3. CRM Sebagai Manajemen Konflik

Istilah konflik, di dalam bahasa aslinya (conflict) berarti suatu perkelahian, peperangan atau perjuangan (Webster, 1966), yaitu berupa konfrontasi fisik antara dua pihak atau lebih yang saling berseteru. Namun dalam perkembangannya arti kata itu kemudian berkembang dengan masuknya “ketidaksepakatan yang tajam atau oposisi atas berbagai kepentingan, ide, dan lain-lain. Di samping konfrontasi fisik itu sendiri, sekarang ini istilah konflik juga menyentuh di berbagai aspek psikologis maupun sosial budaya. Dengan demikian istilah conflict menjadi meluas sehingga beresiko kehilangan statusnya sebagai konsep tunggal.

Namun demikian, dalam dimensi yang lain, sebagaimana sosiolog melihatnya konflik merupakan realitas kehidupan yang tidak dapat dihindarkan. Konflik dapat terjadi jika tujuan masyarakat tidak sejalan, karena berbagai perbedaan pendapat. Dalam kehidupan sekarang ini konflik justru diperlukan, tetapi untuk dihadapi bukan dihindari. Jika konflik dapat diselesaikan tanpa kekerasan, justru kita dapat memperoleh manfaat dari konflik tersebut yaitu salah satunya mendorong ke arah perubahan yang diperlukan (Fisher, et all., 2002: 6). Oleh karena itu konflik justru perlu “dintensifkan”, bukan disembunyikan atau ditekan jika tidak ingin muncul masalah-masalah baru di masa depan.

Perbedaan pandangan dan perbedaan sasaran dan tujuan seringkali dipandang sebagai masalah yang hanya dapat diselesaikan jika semua yang terlibat dalam konflik memiliki maksud yang sama. Suatu konflik dikawatirkan akan berubah menjadi kekerasan jika saluran dialog dan wadah untuk mengungkapkan perbedaan pandangan tidak ada atau tidak memadai. Demikian pula, konflik akan berdampak menjadi radikal jika suara-suara ketidaksepakatan dan keluhan-keluhan yang terpendam tidak didengar.

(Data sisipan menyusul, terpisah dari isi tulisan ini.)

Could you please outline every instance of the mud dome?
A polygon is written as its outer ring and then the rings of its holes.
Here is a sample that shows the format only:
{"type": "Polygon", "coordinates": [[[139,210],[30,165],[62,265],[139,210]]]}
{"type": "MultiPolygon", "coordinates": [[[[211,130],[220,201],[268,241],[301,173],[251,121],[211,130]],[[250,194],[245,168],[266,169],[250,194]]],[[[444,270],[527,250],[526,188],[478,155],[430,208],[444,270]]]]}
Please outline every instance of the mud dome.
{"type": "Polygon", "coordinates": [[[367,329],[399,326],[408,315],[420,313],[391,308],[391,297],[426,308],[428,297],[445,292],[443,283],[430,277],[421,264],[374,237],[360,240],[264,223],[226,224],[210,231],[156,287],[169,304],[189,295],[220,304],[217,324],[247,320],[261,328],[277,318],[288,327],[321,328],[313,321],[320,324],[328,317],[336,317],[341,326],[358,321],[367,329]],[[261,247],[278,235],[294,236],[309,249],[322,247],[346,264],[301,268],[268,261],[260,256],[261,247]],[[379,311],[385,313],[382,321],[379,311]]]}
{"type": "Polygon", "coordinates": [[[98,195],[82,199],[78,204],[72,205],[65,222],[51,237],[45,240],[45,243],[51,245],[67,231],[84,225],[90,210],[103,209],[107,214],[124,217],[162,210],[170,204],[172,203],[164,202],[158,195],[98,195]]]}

Konflik tidak bisa diselesaikan secara sepihak, tetapi perlu dilihat latar belakang pemunculannya.

Konflik adalah hubungan antara dua pihak atau lebih yang memiliki atau merasa memiliki, sasaran-sasaran tujuan yang berbeda. Secara global para sosiolog membedakan dua jenis konflik yang masing-masing memiliki sebab yang berbeda dalam pemunculan maupun akibatnya (Soetrisno, 2003: 14 –17). Pertama, konflik yang bersifat destruktif. Konflik ini muncul karena rasa benci antara kelompok satu dengan kelompok lain yang disebabkan oleh berbagai aspek seperti kecemburuan sosial. Dampak dari konflik destruktif ini adalah berupa benturan-benturan pisik yang membawa korban harta bahkan jiwa. Kedua, konflik yang fungsional. Konflik ini muncul karena perbedaan pandangan antara dua kelompok atau lebih tentang suatu masalah yang mereka sama-sama hadapi. Jika konflik ini mampu ditatasi secara bijak, maka akan menghasilkan suatu konsensus baru terhadap berbagai hal yang menjadi sumber munculnya perbedaan pendapat. Bahkan konflik fungsional ini bukan tidak mungkin akan menghasilkan perubahan-perubahan yang bermuara pada perbaikan bersama. Melihat konflik pemanfaatan sumberdaya arkeologi yang akhir-akhir ini sering muncul mewarnai upaya pelestarian, nampaknya dapat dimasukkan dalam kriteria konflik yang kedua, yaitu konflik yang fungsional. Konflik ini jika dapat ditangani secara bijak bukan tidak mungkin akan melahirkan suatu perubahan-perubahan ang menuju je perbaikan. Konflik Sangiran, Borobudur, Pura Besakih, Dieng dll, merupakan konflik pemanfaatan sumberdaya arkeologi yang dilatar-belakangi oleh, perbedaan dalam memaknai sumberdaya arkeologi, sehingga orientasi dan tujuan pemanfaatannya berbeda pula bahkan bertolak belakang. Oleh karena itu menyamakan persepsi atau menyatukan pandagan antar berbagai pihak dalam memaknai sumberdaya arkeologi, merupakan upaya utama dalam mencegah konflik.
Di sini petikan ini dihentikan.